Ha regresado más maduro y hasta físicamente parece que ha crecido. Quizás
también porque se ha dejado un poquito de barba.
Aunque coincidimos algunos días todos los hermanos en casa de mis padres, ha
sido con mi hermana Gema y su familia con quien más tiempo hemos estado.

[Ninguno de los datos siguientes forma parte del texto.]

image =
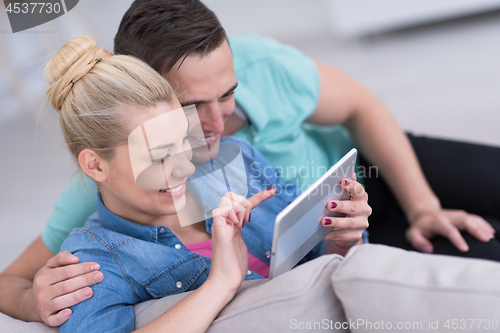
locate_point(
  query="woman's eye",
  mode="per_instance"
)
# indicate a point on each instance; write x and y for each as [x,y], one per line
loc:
[160,159]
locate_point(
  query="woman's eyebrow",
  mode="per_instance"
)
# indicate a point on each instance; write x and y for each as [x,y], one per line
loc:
[165,146]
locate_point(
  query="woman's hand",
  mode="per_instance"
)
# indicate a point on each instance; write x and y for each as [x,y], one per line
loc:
[347,231]
[60,284]
[446,223]
[229,252]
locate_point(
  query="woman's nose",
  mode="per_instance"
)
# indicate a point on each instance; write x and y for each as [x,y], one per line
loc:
[183,166]
[212,119]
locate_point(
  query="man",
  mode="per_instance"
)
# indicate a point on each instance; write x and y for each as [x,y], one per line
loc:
[262,91]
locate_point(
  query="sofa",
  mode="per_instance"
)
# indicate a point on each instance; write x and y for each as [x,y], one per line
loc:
[375,288]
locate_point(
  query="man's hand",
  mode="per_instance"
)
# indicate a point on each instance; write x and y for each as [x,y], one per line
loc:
[60,284]
[347,231]
[229,252]
[447,223]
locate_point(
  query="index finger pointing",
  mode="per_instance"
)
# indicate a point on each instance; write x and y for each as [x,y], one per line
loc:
[257,199]
[355,189]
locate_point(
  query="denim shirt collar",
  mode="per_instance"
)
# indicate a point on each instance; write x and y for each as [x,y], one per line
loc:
[113,222]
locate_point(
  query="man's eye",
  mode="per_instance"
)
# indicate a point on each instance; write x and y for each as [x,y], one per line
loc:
[228,95]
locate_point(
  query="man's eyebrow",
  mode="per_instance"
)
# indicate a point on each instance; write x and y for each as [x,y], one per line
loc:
[205,101]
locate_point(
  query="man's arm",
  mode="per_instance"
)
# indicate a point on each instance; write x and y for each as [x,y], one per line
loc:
[344,101]
[38,285]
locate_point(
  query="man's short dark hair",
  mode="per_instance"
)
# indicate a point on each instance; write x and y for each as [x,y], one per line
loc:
[161,32]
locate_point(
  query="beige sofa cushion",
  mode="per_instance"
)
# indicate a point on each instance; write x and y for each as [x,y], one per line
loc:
[378,283]
[303,295]
[300,297]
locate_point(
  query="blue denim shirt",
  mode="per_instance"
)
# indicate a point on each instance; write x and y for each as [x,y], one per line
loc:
[141,262]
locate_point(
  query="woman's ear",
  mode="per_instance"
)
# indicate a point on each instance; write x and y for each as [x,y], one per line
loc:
[93,165]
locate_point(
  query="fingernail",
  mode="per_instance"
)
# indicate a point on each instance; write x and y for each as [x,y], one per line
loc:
[98,276]
[86,292]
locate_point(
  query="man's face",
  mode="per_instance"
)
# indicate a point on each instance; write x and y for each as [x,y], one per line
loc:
[209,83]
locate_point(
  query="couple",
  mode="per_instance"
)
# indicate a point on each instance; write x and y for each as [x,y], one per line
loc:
[271,78]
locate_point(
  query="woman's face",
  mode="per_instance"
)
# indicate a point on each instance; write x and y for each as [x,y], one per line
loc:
[168,152]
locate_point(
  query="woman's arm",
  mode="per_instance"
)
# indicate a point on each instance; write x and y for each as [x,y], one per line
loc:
[38,285]
[345,101]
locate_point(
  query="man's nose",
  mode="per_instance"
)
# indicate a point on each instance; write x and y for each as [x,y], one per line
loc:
[212,118]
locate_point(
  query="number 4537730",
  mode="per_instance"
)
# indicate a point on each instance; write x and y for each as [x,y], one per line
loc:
[33,8]
[471,324]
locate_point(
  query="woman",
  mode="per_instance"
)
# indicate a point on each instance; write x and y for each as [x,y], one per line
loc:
[135,237]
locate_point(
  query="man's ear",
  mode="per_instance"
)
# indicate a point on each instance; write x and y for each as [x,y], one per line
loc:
[93,165]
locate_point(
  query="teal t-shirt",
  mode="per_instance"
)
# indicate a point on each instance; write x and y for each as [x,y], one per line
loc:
[278,89]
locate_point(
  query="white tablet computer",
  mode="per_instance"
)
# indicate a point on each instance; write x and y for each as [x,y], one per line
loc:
[298,228]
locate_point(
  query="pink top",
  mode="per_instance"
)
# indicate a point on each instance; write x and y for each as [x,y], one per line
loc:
[254,263]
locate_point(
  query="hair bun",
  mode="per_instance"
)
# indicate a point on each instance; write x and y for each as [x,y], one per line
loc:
[75,59]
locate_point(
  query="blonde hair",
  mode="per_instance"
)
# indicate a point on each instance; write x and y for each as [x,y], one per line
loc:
[87,86]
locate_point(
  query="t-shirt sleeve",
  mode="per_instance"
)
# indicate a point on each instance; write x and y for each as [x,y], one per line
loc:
[75,204]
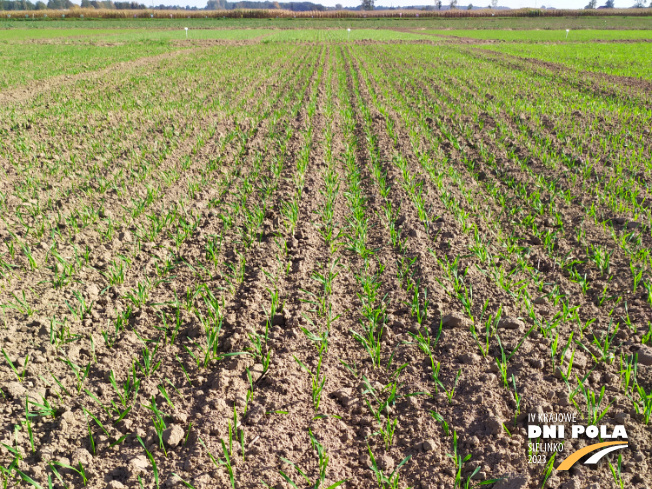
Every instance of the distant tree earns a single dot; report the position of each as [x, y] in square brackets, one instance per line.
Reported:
[216, 5]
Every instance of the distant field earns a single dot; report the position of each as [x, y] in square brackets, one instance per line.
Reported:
[297, 258]
[632, 59]
[548, 35]
[34, 62]
[342, 35]
[554, 23]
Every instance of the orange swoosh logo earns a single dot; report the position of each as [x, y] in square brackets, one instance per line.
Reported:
[574, 457]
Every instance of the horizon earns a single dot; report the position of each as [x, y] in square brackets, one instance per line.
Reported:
[512, 4]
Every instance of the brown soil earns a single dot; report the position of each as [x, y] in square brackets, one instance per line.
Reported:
[262, 127]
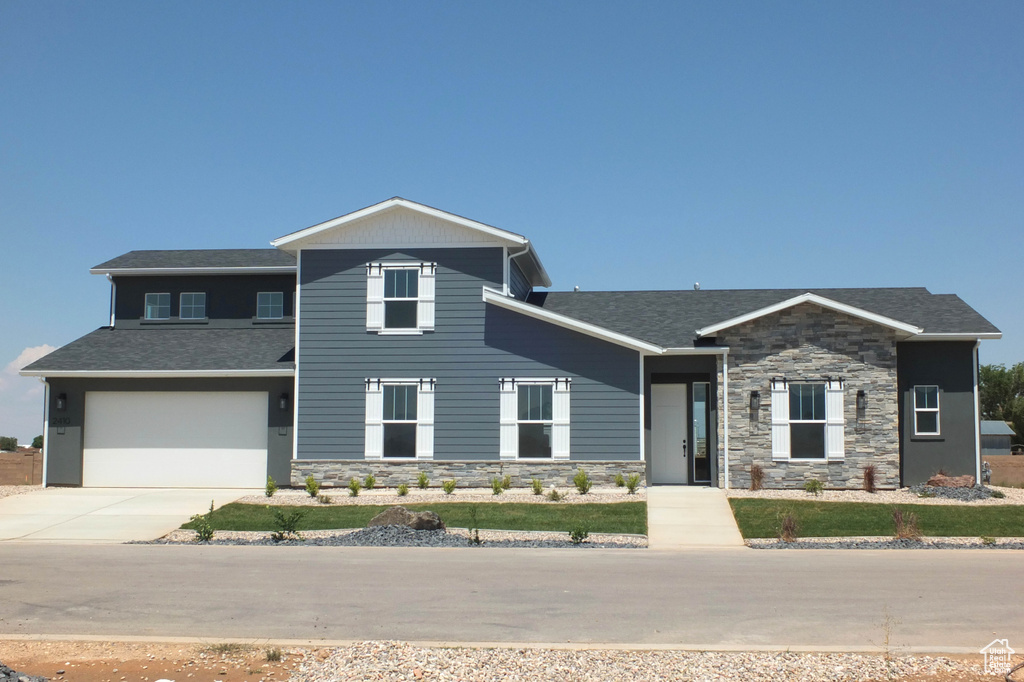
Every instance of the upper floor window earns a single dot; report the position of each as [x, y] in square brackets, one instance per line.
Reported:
[269, 305]
[400, 297]
[926, 411]
[193, 306]
[158, 306]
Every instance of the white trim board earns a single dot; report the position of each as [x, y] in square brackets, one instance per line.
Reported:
[817, 300]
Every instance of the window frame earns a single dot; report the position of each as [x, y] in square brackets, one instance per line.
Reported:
[145, 305]
[181, 304]
[270, 293]
[937, 410]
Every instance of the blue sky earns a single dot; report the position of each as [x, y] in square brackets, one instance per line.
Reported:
[640, 145]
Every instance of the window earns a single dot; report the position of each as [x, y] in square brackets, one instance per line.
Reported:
[158, 306]
[400, 297]
[535, 419]
[926, 411]
[399, 418]
[269, 305]
[807, 419]
[193, 306]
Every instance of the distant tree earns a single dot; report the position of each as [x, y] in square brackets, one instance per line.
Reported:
[1001, 395]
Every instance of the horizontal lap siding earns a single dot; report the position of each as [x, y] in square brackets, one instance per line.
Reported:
[472, 346]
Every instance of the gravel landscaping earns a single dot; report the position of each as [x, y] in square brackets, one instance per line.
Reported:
[394, 661]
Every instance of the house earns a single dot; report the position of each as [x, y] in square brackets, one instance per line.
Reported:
[402, 338]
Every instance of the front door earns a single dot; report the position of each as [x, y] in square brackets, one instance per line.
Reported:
[669, 463]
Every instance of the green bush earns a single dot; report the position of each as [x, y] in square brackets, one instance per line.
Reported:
[312, 486]
[583, 481]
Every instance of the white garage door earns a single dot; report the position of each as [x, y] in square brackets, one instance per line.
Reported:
[174, 439]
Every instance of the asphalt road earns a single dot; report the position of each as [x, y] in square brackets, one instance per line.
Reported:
[935, 600]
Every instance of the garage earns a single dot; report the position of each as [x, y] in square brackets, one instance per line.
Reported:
[175, 439]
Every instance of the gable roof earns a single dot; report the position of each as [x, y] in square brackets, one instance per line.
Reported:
[671, 318]
[199, 260]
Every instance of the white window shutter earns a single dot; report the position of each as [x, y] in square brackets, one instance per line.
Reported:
[425, 305]
[508, 445]
[375, 297]
[835, 421]
[560, 420]
[425, 421]
[779, 421]
[375, 420]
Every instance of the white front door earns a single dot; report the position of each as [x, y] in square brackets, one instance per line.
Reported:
[669, 463]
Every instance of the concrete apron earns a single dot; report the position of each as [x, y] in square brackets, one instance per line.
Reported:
[689, 516]
[103, 514]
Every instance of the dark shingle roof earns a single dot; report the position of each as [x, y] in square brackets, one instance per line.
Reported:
[671, 317]
[173, 349]
[200, 258]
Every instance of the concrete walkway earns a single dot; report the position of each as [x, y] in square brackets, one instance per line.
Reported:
[103, 514]
[686, 516]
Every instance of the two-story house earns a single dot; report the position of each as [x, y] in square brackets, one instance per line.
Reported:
[400, 338]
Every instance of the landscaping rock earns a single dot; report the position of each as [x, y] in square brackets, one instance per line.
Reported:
[403, 517]
[940, 480]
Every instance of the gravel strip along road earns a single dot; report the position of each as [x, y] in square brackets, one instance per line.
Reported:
[393, 661]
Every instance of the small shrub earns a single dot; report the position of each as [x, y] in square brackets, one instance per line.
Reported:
[905, 524]
[788, 529]
[757, 476]
[869, 472]
[312, 486]
[579, 534]
[813, 486]
[204, 525]
[582, 481]
[288, 524]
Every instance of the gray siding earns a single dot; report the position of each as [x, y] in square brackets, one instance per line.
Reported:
[473, 346]
[64, 462]
[950, 367]
[518, 284]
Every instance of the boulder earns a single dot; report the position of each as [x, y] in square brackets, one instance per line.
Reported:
[414, 520]
[941, 480]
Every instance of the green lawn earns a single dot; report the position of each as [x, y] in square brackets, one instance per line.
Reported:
[760, 518]
[610, 517]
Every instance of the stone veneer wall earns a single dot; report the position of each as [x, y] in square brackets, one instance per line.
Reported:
[808, 342]
[337, 473]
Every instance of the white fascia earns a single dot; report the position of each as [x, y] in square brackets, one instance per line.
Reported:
[154, 374]
[817, 300]
[403, 203]
[497, 298]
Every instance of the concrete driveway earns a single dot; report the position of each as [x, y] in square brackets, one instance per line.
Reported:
[103, 514]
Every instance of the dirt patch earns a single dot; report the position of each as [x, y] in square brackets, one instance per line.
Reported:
[129, 662]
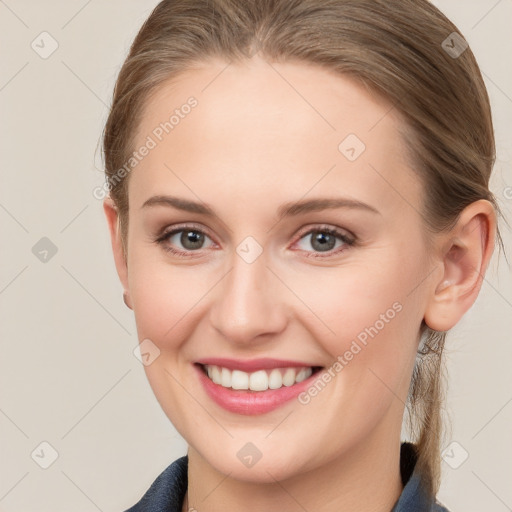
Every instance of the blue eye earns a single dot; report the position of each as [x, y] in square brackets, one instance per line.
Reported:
[192, 239]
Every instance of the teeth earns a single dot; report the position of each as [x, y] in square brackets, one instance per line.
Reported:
[260, 380]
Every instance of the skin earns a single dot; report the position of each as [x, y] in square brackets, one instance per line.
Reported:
[263, 135]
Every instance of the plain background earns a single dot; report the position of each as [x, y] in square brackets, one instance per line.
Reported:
[68, 374]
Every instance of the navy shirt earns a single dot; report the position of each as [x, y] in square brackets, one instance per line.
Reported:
[167, 492]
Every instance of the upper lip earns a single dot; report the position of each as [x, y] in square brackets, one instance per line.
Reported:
[252, 364]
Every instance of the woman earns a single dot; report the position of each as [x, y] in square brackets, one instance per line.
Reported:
[299, 211]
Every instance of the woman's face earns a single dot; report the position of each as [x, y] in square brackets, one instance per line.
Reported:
[263, 284]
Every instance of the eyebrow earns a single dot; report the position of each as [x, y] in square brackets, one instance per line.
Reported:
[289, 209]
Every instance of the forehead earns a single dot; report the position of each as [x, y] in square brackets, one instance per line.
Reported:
[257, 126]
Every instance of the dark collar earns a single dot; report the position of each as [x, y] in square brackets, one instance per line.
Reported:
[167, 492]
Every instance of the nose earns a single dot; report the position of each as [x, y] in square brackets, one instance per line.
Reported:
[249, 306]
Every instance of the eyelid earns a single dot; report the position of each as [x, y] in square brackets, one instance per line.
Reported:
[346, 236]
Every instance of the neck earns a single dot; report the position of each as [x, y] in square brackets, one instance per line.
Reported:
[341, 484]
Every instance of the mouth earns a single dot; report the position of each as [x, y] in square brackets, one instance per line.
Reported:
[259, 380]
[256, 387]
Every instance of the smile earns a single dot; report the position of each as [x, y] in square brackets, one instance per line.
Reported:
[254, 387]
[260, 380]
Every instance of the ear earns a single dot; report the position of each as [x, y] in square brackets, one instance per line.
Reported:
[465, 253]
[112, 214]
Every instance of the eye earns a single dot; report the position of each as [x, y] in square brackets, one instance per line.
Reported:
[323, 239]
[190, 238]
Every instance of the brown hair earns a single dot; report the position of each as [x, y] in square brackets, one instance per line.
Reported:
[395, 49]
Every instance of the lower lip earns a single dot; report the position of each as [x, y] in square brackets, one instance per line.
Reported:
[251, 402]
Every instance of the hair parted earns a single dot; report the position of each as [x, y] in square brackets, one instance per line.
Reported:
[394, 48]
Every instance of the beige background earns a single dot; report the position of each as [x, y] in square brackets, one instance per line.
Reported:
[68, 376]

Mi sobrino más pequeño, Toso, es ya un auténtico adolescente que casi tiene mi
altura pero aún sigue siendo el baby de la casa, continuamente pidiendo juegos
y aventuras.
Desde que hace casi dos años descubrimos casualmente una casa
abandonada a orillas del río Guadiana, una de las excursiones que más
nos gusta hacer es visitarla.
El seco y caluroso verano la muestra de una manera diferente: el Guadiana
prácticamente desaparece en esta zona durante el estío y el verde de tejados y
pradera cambia a tonos pajizos.
Sólo la hiedra, las higueras, algunos árboles y la vegetación que crece en el
cauce permanece verde.
Los ventanales y contraventanas de la casa han desaparecido y hay evidencias
también de haberse llevado el cobre del cableado eléctrico que quedaba.
Algunos techos y paredes se han caído aumentando el aspecto decadente de
esta construcción que aún así mantiene ese encanto de las mansiones
abandonadas que nos evocan otras vidas y otros tiempos.
Esta pequeña construcción que en invierno tiene las tejas verdes por el musgo y
la vegetación crecida encima, es un lavadero con una gran pileta de obra sobre
la que se ha caído parte de la techumbre interior por lo que no nos atrevimos a
entrar, pero que yo imagino siempre restaurada y transformada en una
acogedora cabaña.
Continuas bandadas de patos sobrevuelan el cielo de esta tierra llena de
humedales.
Muchísimos higos, aún verdes, que me hicieron pensar en una rica
mermelada y pocas moras de zarza porque en esta zona ya estaba
pasada la temporada.
Parece que este año me quedo nuevamente con ganas de hacer mermelada
casera con frutos recolectados por mí misma.
En esta ocasión nos acompañaron mis padres, adorables y amorosos como siempre.
Un lugar al que seguramente volveremos porque siempre nos sorprende y
convierte el paseo en una agradable aventura.